Je ne fais que reprendre un thème que, des années avant la guerre, j’avais déjà trai­té plus d’une fois.

Si, aujourd’hui, nous sommes tout aus­si per­dus dans la masse que l’était le demi-quar­te­ron du début, si, divi­sés, dis­per­sés, les anar­chistes sont sans force, la situa­tion, cepen­dant, n’est pas la même.

Cette impuis­sance n’est que momen­ta­née, si on le veut. Quel que soit le gâchis, quelle que soit la veu­le­rie ambiante, il fau­dra bien que la vie nor­male reprenne son cours, que les esprits se res­sai­sissent, et que se reprenne la lutte pour l’émancipation.

Or, nos qua­rante ans de pro­pa­gande, quoi qu’on en dise, n’auront pas été per­dus. Aujourd’hui, nos idées sont connues, et com­prises par beau­coup. Elles ont pris leur place dans la ques­tion du déve­lop­pe­ment humain. Un jour ou l’autre, les anar­chistes se retrou­ve­ront.
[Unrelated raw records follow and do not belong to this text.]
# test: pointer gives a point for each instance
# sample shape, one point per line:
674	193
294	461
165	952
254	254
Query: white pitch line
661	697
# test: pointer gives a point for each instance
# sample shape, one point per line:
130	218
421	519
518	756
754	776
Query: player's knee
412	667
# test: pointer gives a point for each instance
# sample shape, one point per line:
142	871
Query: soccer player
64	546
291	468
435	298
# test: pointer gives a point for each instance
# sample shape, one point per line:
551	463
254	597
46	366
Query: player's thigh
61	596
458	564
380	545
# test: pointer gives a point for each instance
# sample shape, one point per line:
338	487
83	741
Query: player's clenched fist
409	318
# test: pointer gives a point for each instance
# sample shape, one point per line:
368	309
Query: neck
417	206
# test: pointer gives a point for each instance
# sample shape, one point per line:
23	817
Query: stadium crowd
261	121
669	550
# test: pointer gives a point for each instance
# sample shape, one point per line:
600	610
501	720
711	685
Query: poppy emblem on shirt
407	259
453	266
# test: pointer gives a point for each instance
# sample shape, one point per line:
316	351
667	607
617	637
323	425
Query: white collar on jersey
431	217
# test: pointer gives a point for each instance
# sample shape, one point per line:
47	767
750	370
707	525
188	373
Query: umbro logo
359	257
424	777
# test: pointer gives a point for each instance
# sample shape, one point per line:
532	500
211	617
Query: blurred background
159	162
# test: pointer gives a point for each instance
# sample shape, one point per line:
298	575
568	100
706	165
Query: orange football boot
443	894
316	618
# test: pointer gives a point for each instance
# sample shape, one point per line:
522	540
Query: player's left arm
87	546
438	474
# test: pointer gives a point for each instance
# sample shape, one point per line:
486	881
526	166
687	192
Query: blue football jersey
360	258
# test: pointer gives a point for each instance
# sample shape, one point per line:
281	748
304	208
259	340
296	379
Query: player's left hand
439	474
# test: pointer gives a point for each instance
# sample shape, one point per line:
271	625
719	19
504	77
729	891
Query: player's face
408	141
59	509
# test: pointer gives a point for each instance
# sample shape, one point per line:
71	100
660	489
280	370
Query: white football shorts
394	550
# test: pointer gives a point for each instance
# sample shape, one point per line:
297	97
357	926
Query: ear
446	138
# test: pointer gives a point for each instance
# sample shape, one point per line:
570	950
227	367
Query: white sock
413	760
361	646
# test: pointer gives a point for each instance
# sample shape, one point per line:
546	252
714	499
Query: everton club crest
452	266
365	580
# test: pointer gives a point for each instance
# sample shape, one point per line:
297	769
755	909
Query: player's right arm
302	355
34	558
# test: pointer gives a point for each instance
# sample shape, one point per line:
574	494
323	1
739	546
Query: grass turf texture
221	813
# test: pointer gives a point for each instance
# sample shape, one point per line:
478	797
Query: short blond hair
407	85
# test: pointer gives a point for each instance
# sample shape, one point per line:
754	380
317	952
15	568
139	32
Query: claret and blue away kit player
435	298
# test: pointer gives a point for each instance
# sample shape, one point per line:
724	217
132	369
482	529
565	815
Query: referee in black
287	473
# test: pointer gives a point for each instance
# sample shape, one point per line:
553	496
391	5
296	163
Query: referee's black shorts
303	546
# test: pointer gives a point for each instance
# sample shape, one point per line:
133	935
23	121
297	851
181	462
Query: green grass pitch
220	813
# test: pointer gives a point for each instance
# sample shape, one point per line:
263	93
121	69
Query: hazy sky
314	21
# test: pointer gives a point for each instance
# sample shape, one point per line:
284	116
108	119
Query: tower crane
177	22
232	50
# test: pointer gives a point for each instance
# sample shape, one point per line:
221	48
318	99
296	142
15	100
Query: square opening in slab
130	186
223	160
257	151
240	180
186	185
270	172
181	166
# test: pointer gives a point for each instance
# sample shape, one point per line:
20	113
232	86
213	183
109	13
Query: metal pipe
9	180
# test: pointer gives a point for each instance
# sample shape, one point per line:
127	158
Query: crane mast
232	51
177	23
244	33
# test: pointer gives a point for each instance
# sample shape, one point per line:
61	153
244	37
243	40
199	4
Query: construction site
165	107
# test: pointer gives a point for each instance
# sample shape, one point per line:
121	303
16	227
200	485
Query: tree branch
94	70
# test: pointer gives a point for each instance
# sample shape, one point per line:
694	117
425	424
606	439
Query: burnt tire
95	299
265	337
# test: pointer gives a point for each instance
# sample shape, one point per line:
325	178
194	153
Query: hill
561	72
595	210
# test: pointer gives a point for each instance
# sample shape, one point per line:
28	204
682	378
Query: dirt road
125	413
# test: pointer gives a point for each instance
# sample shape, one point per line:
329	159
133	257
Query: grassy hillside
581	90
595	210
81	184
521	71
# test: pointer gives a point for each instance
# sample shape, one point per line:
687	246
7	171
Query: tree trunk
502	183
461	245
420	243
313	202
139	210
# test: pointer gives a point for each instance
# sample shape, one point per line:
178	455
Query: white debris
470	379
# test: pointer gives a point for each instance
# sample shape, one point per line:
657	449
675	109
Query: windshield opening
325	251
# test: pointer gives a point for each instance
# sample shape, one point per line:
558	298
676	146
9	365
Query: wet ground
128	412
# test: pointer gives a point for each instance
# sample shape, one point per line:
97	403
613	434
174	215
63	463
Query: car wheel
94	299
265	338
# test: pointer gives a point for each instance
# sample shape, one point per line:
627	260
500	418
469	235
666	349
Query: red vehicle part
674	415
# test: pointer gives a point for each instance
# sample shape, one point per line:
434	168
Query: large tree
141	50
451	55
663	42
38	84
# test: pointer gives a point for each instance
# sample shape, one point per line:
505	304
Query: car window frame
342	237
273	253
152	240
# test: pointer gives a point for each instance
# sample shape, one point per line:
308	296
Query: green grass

Il faut que, à ce moment-là, ins­truits des erreurs du pas­sé, ils ne retombent pas dans les mêmes fautes.

Une de ces fautes a tou­jours été de par­ler révo­lu­tion, et de n’avoir pas su s’y pré­pa­rer, d’avoir cru qu’il n’y avait qu’à se battre, à chas­ser le gou­ver­ne­ment, à accro­cher quelques capi­ta­listes aux lan­ternes, et qu’ensuite tout serait pour le mieux dans la meilleure des révo­lu­tions possibles.

Les révo­lu­tions qui s’accomplissent sous nos yeux auront, je l’espère, dés­illu­sion­né nombre de nos cama­rades de ces rêves enfantins.

Quelles sortes de grou­pe­ments pour­rions-nous trou­ver, et mettre sur pied en vue de cir­cons­tances pos­sibles, c’est ce que nous aurons à étudier.